Julieta Aranda en el filme The Army of Love, de Alexa Karolinski e Ingo Niermann
En cierto sentido, el momento en el que Julieta Aranda aparece en el filme The Army of Love, de Alexa Karolinski e Ingo Niermann, es la apoteosis de todo esto: el bebé de la artista se transforma en una apuesta en la biografía profesional de su madre, filmado en un contexto de propaganda para una revolución política que va más allá del comunismo (se reclama igualdad en el amor). Pero el punto es que no podemos dejar de ver esta propagación de amor universal disciplinado y mercantilizado en la economía cultural, que por otra parte utiliza una estética entre el porno suave y el freak show. Me gusta.
Pero ¿vale la pena esta bienal o es suficiente con seguirla en las redes sociales? De hecho podría ser informativa para quienes no hayan comenzado a “seguir” ya a sus protagonistas. Para los demás, como algunos lectores de La Tempestad, producirá el mismo efecto que las botanas de Whole Foods, que los chicos de dis seguramente comen todo el tiempo: la idea sólo parece buena porque, en cierta forma, tiene algo perverso consumirlas, pero la ironía no puede hacernos olvidar que no son completamente satisfactorias.

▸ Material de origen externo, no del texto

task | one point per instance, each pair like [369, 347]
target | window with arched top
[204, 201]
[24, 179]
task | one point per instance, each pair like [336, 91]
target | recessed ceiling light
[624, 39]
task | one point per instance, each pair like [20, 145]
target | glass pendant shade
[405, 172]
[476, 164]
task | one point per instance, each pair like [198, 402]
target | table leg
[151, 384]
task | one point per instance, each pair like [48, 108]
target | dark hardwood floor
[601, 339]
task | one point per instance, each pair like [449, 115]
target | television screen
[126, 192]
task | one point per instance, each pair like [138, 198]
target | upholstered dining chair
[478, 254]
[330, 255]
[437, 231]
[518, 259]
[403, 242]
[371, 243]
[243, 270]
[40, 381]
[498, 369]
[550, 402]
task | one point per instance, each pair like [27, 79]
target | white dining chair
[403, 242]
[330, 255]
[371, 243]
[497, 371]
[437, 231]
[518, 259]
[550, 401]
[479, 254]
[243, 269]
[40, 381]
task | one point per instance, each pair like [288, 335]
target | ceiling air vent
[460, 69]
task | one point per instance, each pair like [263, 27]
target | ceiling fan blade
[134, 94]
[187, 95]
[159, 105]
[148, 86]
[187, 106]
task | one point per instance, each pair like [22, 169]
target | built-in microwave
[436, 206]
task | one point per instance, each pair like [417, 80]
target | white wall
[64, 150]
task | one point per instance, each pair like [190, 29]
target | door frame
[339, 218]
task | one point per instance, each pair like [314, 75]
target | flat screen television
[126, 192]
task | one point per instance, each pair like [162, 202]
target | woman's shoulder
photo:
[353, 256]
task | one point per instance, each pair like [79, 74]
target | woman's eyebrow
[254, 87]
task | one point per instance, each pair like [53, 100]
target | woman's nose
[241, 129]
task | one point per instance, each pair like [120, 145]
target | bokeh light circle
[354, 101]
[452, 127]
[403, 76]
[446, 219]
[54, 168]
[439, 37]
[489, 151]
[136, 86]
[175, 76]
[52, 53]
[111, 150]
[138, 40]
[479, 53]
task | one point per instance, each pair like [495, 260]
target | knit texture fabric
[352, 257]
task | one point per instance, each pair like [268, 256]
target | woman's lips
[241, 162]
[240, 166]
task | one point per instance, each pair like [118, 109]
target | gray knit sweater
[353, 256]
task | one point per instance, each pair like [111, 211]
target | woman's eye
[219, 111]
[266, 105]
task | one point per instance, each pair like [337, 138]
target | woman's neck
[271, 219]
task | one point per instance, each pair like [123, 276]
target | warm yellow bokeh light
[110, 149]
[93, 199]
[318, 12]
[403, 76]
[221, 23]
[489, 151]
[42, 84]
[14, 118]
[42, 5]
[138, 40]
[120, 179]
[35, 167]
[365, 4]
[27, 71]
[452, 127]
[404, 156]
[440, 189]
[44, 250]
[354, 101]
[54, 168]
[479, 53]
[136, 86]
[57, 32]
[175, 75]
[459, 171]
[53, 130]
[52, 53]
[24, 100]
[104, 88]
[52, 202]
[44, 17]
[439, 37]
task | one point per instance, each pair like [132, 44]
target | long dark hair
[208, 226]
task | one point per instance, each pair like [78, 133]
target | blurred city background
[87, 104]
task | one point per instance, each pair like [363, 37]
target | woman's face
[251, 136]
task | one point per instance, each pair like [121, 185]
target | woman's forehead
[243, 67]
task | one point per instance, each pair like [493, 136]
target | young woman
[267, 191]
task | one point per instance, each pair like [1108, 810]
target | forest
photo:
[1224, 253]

Las estrategias del arte postInternet son las mismas que utilizó, hace décadas, el arte pop: dependen justamente del rechazo a toda interpretación o profundidad. El arte postInternet no sólo juega con la superficialidad de las formas sino con la de la información en términos de “contenido”. Aún así, el conocimiento de una “red” oscura que estos artistas presentan continuamente ya es conocido globalmente. Al postInternet le ocurrirá lo mismo que a su antecesor, el net art. Y nada es más patético que el futuro de ayer. Hay un problema: los artistas presentan su afinidad estética con el arte digital de los noventa como si se tratara de nostalgia irónica, cuando en realidad tienen limitaciones de presupuesto o pocas habilidades en programación. La diferencia entre lo que pueden hacer los artistas y lo que pueden hacer las empresas nunca ha sido más grande.
Una crítica irónica o afirmativa del capitalismo digital no puede funcionar, porque no hay relación irónica posible entre dos entidades con un grado de poder tan distinto. Frente a este Leviatán hay que abandonar la crítica o hallar una independencia real (en este caso estética).